Venom Spider is a risk actor recognized for providing varied MaaS instruments reminiscent of VenomLNK, TerraLoader, TerraStealer, and TerraCryptor which might be broadly utilized by teams reminiscent of FIN6 and Cobalt for cyberattacks. Actually, FIN6 was seen leveraging Venom Spider’s MaaS platform in October, in a spear-phishing marketing campaign spreading a novel backdoor dubbed “more_eggs” able to executing secondary malware payloads.
Even “More_Eggs”
That platform apparently has been enhanced but once more, this time with two new malware households noticed in current phishing campaigns. RevC2, noticed by researchers in a marketing campaign that occurred from August to September, used an API documentation lure to ship the novel payload.
The assault started with with a VenomLNK file that comprises an obfuscated batch (BAT) script that when executed downloads a PNG picture from the web site hxxp://gdrive[.]relaxation:8080/api/API.png. The PNG picture goals to lure the sufferer with a doc that’s titled “APFX Media API Documentation.”
Upon execution, RevC2 used two checks for particular system standards after which executed provided that they each cross, to make sure it is launched as a part of an assault chain, and never in evaluation environments reminiscent of sandboxes.
As soon as launched, the backdoor’s capabilities embody the power to: talk with the C2 utilizing a C++ library referred to as “websocketpp”; steal passwords and cookies from Chromium browsers; take screenshots of the sufferer’s system; proxy community knowledge utilizing the SOCK5 protocol; and execute instructions as a unique consumer utilizing the stolen credentials.
A second marketing campaign occurring between September and October used a cryptocurrency lure to ship Venom Loader, which in flip unfold a JavaScript backdoor offering RCE capabilities that the researchers dubbed “More_eggs lite.” The malware is so-named as a result of it has fewer capabilities than the beforehand found “more_eggs,” ThreatLabz safety researcher Muhammed Irfan V A famous within the submit.
“Though it’s a JS backdoor delivered by way of VenomLNK, the variant solely contains the potential to carry out RCE,” he wrote.
One notable function of Venom Loader is that the DLL file it used within the noticed marketing campaign is customized constructed for every sufferer and is used to load the subsequent stage, in line with ThreatLabz.

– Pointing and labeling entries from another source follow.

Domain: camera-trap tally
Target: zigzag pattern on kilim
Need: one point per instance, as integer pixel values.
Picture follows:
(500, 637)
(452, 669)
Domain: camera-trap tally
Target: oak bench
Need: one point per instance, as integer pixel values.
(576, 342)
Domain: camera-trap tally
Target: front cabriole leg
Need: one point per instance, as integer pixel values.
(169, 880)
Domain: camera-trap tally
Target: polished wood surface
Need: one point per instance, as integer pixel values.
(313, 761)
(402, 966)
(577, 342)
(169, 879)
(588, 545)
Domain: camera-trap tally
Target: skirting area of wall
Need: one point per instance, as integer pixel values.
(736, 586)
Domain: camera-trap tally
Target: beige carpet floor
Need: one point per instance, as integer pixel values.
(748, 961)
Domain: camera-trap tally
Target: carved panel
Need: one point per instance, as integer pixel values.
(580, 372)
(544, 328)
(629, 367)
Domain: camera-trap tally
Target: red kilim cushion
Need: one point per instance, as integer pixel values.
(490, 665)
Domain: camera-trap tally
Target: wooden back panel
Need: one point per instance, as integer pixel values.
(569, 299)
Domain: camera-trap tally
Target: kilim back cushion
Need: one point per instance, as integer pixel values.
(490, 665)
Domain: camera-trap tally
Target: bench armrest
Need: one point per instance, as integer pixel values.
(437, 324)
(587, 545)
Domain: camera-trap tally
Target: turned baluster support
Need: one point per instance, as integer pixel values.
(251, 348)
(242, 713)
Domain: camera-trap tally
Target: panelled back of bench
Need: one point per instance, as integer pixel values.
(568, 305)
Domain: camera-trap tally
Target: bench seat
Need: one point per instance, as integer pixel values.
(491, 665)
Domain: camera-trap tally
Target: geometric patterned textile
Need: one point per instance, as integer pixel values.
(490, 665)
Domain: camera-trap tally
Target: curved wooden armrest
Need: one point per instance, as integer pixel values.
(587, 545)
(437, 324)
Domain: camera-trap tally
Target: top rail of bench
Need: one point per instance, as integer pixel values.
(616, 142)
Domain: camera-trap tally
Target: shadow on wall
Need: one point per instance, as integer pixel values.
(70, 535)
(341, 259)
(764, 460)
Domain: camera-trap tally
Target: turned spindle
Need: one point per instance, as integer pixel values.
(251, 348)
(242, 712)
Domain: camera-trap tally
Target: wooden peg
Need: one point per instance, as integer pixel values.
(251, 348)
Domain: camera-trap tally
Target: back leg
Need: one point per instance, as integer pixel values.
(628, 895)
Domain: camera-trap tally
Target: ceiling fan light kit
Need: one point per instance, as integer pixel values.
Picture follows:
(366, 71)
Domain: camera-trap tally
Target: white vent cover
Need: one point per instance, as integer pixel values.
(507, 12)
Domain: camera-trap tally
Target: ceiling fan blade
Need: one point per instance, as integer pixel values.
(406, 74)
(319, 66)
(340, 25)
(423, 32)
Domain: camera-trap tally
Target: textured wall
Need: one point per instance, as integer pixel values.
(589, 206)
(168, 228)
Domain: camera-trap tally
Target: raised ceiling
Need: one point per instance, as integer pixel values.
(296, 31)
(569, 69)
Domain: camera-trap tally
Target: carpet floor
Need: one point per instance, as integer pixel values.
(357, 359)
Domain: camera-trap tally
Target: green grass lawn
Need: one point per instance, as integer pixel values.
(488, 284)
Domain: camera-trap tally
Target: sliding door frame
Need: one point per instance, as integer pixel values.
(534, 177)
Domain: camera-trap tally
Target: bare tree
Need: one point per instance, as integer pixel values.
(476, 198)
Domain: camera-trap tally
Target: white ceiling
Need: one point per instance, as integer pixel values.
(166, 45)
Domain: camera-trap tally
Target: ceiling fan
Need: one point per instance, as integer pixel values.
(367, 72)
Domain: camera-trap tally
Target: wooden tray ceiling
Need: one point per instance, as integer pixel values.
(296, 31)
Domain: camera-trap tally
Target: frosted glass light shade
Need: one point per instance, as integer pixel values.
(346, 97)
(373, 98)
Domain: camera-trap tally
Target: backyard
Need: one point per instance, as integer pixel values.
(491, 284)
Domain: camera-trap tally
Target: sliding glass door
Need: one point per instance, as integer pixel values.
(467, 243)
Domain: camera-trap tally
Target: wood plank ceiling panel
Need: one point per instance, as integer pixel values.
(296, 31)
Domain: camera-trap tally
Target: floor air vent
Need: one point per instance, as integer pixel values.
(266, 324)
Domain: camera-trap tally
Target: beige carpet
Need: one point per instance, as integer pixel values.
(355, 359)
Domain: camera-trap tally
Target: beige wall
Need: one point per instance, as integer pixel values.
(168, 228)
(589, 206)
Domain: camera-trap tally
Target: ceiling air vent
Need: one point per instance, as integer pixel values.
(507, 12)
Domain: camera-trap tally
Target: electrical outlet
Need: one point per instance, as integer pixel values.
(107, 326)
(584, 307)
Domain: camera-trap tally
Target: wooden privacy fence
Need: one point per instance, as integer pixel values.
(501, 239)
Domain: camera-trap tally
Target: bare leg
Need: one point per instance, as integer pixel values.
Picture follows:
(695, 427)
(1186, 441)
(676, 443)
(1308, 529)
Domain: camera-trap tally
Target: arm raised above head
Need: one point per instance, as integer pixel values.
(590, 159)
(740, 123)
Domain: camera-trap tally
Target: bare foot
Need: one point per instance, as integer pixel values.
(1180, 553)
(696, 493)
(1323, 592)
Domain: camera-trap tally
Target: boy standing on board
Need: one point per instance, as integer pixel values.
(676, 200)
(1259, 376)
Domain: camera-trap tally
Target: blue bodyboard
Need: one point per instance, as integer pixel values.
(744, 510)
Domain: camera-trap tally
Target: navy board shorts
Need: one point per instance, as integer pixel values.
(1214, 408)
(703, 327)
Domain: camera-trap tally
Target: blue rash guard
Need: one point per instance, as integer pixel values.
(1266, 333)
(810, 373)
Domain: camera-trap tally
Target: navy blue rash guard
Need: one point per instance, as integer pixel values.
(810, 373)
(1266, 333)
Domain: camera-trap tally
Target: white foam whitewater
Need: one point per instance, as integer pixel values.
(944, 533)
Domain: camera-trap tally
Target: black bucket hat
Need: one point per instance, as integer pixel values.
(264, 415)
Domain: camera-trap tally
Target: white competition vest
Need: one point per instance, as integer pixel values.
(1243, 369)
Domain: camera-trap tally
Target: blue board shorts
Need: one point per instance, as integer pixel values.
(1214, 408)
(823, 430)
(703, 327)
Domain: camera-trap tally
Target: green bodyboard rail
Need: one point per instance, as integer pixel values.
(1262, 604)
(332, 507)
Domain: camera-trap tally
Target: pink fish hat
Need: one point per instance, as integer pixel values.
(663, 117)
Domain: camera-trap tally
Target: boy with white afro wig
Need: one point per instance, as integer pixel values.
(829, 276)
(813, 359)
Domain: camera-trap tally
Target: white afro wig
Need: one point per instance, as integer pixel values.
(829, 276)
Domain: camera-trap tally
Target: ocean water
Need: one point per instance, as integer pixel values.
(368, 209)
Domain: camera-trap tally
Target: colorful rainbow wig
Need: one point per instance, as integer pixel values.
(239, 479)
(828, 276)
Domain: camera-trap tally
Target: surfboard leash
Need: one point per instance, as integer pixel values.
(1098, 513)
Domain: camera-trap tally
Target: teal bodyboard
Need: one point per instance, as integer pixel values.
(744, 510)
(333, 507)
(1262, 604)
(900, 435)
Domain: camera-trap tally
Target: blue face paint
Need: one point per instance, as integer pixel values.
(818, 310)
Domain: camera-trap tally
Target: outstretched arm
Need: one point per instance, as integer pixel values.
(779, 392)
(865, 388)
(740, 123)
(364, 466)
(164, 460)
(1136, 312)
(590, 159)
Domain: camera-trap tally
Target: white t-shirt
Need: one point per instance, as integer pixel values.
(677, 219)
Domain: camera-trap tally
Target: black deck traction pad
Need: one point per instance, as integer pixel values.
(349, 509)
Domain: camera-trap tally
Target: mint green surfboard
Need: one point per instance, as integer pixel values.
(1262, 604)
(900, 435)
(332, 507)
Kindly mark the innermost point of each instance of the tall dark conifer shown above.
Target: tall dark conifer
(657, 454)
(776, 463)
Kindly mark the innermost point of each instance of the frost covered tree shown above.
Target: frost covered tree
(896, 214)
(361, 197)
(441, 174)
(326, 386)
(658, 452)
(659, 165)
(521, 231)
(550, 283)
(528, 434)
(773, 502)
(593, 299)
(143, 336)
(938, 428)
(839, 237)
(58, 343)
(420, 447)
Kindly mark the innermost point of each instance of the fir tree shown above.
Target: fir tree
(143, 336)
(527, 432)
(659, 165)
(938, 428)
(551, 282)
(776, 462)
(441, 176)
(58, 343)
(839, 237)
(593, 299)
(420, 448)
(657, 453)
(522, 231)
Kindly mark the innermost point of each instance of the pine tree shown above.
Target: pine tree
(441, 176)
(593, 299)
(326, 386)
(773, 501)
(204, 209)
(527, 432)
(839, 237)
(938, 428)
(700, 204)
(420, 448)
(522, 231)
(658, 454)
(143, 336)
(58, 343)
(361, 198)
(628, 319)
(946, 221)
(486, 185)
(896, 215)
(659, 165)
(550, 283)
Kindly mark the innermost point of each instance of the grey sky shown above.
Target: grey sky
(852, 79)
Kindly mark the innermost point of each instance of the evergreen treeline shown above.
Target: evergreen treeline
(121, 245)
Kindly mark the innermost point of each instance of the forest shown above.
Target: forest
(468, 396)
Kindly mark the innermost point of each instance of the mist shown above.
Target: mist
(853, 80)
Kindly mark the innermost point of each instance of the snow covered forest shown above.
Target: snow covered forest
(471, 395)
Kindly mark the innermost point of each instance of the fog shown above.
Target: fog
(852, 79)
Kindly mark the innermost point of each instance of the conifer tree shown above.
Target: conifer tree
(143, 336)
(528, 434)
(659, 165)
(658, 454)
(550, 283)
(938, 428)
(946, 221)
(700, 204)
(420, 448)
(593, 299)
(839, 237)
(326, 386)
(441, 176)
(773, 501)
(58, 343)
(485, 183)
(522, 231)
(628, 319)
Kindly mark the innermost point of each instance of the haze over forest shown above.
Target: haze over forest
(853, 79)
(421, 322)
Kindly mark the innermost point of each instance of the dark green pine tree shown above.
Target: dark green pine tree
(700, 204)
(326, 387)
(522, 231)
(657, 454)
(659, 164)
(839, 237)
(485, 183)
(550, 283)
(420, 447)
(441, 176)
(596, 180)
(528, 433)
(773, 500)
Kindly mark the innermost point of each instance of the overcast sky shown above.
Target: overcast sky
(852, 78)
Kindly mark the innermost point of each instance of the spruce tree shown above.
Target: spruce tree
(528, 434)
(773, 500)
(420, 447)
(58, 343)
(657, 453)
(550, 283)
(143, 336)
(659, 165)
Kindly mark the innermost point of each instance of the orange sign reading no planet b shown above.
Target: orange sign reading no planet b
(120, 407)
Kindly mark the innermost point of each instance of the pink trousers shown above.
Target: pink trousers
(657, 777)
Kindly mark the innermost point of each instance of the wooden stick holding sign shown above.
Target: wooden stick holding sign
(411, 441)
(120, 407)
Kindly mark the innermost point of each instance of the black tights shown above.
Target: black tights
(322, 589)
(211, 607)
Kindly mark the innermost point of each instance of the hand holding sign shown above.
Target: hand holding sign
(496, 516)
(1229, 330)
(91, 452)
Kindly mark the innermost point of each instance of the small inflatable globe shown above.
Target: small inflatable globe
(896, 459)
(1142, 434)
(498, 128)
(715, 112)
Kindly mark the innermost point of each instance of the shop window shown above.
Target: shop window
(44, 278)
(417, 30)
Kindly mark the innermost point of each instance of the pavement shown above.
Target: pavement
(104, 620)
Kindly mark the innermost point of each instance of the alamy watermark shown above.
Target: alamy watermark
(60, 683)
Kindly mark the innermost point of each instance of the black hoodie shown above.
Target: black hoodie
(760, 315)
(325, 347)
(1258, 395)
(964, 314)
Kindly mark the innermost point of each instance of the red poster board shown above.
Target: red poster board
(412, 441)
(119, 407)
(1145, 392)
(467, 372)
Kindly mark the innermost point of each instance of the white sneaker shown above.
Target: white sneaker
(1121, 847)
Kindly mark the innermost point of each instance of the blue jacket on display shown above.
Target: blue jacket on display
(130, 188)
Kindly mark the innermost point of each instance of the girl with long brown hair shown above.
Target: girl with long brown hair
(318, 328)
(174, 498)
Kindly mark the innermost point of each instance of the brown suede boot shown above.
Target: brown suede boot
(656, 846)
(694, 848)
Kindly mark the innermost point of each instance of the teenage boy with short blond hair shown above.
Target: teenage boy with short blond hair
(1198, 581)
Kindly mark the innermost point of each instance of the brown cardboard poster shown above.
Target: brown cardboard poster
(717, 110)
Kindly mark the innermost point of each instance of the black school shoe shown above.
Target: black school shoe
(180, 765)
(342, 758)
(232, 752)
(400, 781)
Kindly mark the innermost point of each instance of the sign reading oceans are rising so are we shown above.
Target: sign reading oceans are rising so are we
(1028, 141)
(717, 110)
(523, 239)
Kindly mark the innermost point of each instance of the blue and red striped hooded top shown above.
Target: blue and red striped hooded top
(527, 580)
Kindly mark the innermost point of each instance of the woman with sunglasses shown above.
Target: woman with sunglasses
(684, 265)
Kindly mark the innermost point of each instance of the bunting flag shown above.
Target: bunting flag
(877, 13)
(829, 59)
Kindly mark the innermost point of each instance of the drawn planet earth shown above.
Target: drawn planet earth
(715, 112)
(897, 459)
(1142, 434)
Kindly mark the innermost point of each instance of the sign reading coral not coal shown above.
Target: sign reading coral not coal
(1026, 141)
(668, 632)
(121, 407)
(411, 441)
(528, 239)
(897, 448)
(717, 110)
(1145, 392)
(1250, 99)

The loader is downloaded from :hxxp://170.75.168[.]151/%computername%/aaa, “the place the %computername% worth is an surroundings variable which comprises the pc title of the system,” Irfan V A wrote.
Venom Loader then makes use of %computername% because the hardcoded XOR key to encode its phases of assault, which on this case executes the More_eggs lite backdoor for attackers to hold out RCE.
MaaS Capabilities Anticipated to Increase
ThreatLabz believes that the brand new malware included in Venom Spider’s MaaS platform “are early variations, and anticipate extra options and anti-analysis strategies to be added sooner or later,” Irfan V A wrote.
Zscaler detected the malware utilizing each a sandbox and its cloud safety platform, which detected the next threat-name indictors associated to the marketing campaign: LNK.Downloader.VenomLNK; Win32.Backdoor.RevC2; and Win32.Downloader.VenomLoader.
Zscaler is also offering a Python script that emulates RevC2’s WebSocket server on its GitHub repository in addition to included a protracted record of indicators of compromise (IoCs) within the weblog submit so defenders can examine their respective group’s programs for proof of the malware.